Scientists have increased the hydrogen capacity of mischmetal (German: mischmetall “mixed metal”) to 2.1 wt% with the development of a new lanthanum-nickel based alloy. It was manufactured using a process of arc melting followed by ball milling, inducing a nanostructure that fostered more efficient reactions than similar rare-earth alloys. While this material currently lags behind other hydrogen storage methods (>9 wt% for cryo-compressed H2, 7.6 wt% for Mg based hydrides), mischmetal and other metal hydrides are worth exploring due to their high theoretical hydrogen capacity and ease of storage and transport.
Meena et al., a group of scientists at University of Rajasthan and Malaviya National Institute of Technology (MNIT) in Jaipur, India, reported results in the recent issue of Journal of Materials Research and Technology.

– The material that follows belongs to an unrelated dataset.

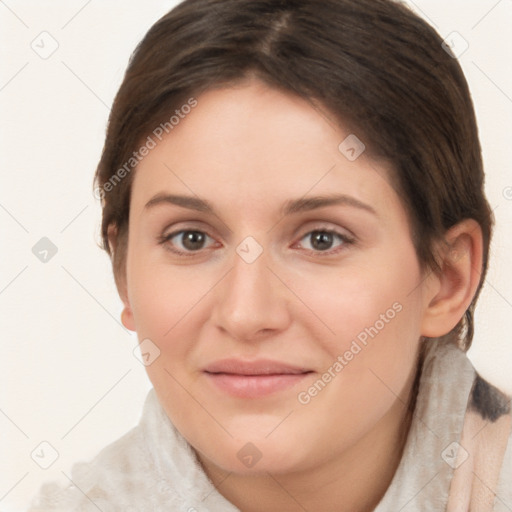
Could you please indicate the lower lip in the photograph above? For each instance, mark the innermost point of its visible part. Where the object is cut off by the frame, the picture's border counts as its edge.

They synthesized an alloy of 6 rare-earth metals (La23Nd7.8Ti1.1Ni33.9Co32.9Al0.65) via arc melting and then ball milled the ingot to produce a 52 nm average particle size. After several cycles of heating and cooling, with and without hydrogen environments, the metal hydride had fully formed at an equilibrium pressure of 2 bar. The resulting alloy was found to have a higher volume and lower density, with a 31 nm average particle size confirming hydrogenation had occurred.
Hydrogen absorption/desorption process
Results showed that the hydrogen activation process caused “pulverization” of the alloy, mostly occurring during the first few heat-cool cycles and then decreasing in effect. This damage presented as micro cracks in the sample, which could provide clues about the material’s durability with more tests.
A key step in manufacturing mischmetal as a hydrogen storage material is the ball milling process. The sample material was obtained by melting and re-melting the 6 rare-earth metals together in an arc melting furnace. The resulting alloy ingot was annealed for one week at 900 ºC to produce a uniform microstructure; it was transformed into a nanostructure via a ball mill that bombarded it with grinding balls for 10 hours. This produced the 52 nm average particle size which was the starting point for the hydrogen absorption tests.
Historically, mischmetal production is merely one step in a tedious process to extract rare-earth metals from minerals. After mining the ore, a series of chemical reactions filters out impurities, producing a mischmetal that can then be further processed to separate the individual rare-earth metals. Isolating the elements is slow and incremental; the process depends upon slight variations in solubility, but it inspired a similar procedure used later by Marie Curie in her discovery and isolation of radioactive elements. Now, mischmetal has another use as a key component of promising clean fuel technologies.